Jakarta – Video mukbang, tontonan yang menampilkan aksi makan dalam jumlah besar sambil berinteraksi dengan penonton, kini semakin populer. Namun, sebuah studi terbaru mengungkap adanya potensi keterkaitan antara kebiasaan menonton mukbang dengan risiko depresi.
Studi yang diterbitkan dalam jurnal BMC Psychiatry tahun 2025 ini melibatkan 1.210 orang dewasa di Korea Selatan. Para peserta dibagi menjadi beberapa kelompok berdasarkan frekuensi menonton video mukbang mereka.
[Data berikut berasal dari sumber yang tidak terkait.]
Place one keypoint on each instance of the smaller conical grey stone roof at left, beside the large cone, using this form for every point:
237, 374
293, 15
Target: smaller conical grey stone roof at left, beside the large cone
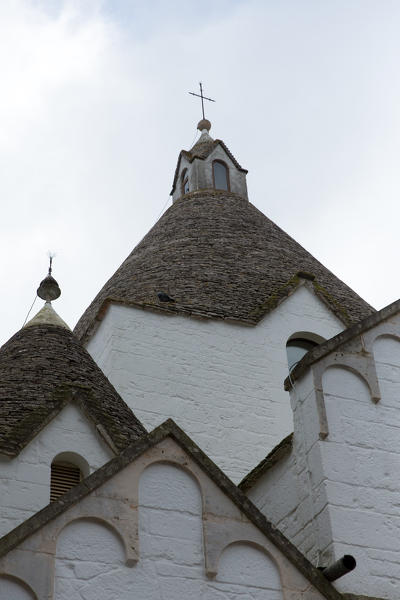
42, 368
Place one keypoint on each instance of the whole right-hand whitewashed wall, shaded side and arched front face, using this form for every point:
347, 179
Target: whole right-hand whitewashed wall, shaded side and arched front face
350, 480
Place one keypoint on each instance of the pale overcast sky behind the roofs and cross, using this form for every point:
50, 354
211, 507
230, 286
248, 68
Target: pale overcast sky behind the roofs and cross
94, 109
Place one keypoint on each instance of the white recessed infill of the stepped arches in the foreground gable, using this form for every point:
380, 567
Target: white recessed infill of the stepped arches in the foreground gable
90, 557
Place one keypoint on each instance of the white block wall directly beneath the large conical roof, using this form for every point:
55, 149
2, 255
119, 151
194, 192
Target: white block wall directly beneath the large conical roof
222, 383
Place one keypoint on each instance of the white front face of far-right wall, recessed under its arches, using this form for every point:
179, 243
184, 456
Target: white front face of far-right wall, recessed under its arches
361, 466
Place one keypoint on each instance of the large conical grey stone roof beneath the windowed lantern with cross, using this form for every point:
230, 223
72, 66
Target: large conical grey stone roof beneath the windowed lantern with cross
218, 256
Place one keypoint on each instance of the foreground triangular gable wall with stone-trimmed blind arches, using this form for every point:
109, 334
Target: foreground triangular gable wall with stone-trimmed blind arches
159, 529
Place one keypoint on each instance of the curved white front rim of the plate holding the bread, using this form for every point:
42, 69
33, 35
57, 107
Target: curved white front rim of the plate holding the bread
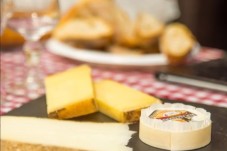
92, 56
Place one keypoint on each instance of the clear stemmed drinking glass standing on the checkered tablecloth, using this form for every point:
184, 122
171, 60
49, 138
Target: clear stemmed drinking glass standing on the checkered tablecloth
32, 19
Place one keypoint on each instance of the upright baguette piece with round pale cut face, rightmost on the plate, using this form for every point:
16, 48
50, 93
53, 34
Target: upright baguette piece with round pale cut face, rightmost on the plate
177, 42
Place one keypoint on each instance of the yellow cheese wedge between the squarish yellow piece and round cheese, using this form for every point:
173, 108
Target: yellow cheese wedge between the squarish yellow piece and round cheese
121, 102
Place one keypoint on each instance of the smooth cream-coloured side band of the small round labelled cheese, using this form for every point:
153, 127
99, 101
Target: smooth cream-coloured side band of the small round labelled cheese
174, 140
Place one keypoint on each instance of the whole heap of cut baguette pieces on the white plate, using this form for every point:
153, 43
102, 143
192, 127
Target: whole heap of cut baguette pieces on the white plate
111, 27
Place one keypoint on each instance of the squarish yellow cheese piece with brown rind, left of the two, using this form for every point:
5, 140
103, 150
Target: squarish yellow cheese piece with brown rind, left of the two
70, 93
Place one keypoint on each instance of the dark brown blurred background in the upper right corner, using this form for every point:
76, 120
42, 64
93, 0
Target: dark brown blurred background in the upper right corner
207, 19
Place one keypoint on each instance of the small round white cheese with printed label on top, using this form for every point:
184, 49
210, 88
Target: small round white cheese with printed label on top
175, 126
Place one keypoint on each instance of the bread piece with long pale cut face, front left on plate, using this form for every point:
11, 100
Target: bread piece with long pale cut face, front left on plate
88, 32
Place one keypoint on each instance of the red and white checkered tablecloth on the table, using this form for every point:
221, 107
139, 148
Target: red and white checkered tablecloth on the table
12, 61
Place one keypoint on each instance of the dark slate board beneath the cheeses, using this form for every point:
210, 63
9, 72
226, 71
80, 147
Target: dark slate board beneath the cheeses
37, 108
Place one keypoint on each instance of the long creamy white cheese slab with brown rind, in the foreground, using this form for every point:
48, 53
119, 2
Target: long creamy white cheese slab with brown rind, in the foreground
42, 134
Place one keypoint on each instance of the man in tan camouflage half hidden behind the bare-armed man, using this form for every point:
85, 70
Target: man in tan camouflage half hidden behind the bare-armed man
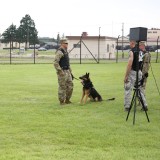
145, 65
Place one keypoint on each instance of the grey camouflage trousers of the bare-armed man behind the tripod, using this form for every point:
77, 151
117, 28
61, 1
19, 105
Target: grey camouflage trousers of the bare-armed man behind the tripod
128, 87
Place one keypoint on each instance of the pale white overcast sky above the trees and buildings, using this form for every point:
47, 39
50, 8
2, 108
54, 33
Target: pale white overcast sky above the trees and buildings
72, 17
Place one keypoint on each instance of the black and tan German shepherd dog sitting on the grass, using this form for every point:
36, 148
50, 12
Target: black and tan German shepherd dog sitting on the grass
89, 90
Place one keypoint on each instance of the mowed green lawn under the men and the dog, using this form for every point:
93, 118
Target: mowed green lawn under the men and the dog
33, 126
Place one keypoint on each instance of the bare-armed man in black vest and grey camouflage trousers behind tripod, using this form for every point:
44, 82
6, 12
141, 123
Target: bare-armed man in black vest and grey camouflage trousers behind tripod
130, 77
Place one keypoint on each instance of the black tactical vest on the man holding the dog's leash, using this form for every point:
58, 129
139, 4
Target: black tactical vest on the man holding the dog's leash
64, 61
Hasil penelitian menunjukkan bahwa hampir separuh responden (47,5%) menonton mukbang. Prevalensi depresi secara keseluruhan adalah 18,4%. Menariknya, orang yang menonton mukbang ≥ 3 kali seminggu memiliki kecenderungan depresi yang lebih tinggi dibandingkan mereka yang tidak menonton sama sekali.
"Dibandingkan dengan kelompok yang tidak pernah menonton, kelompok yang paling sering menonton mukbang menunjukkan tingkat depresi yang lebih tinggi," ungkap peneliti.
Studi ini juga menemukan perubahan pola makan pada mereka yang gemar menonton mukbang. Sebagian melaporkan meniru makanan yang dilihat di video, memasak menu serupa, atau bahkan ngemil dengan porsi yang lebih besar.
Meskipun studi ini tidak membuktikan hubungan sebab-akibat secara langsung, peneliti menawarkan dua kemungkinan penjelasan. Pertama, mukbang mungkin menjadi mekanisme koping bagi individu yang merasa tertekan atau kesepian. Video mukbang menciptakan ilusi interaksi sosial, membuat penonton merasa terhubung meskipun sedang sendirian.
Kedua, kemungkinan ada hubungan dua arah. Orang yang sudah mengalami gejala depresi mungkin mencari hiburan melalui mukbang, yang pada akhirnya justru memperburuk kondisi mereka.
"Individu dengan gejala depresi mungkin lebih cenderung mencari konten mukbang sebagai pengalih perhatian atau penghibur," jelas peneliti.
Penelitian ini memberikan peringatan penting mengenai dampak potensial dari kebiasaan menonton mukbang terhadap kesehatan mental. Meskipun mukbang bisa menjadi sumber hiburan, penting untuk menyadari potensi risikonya, terutama bagi mereka yang rentan terhadap depresi.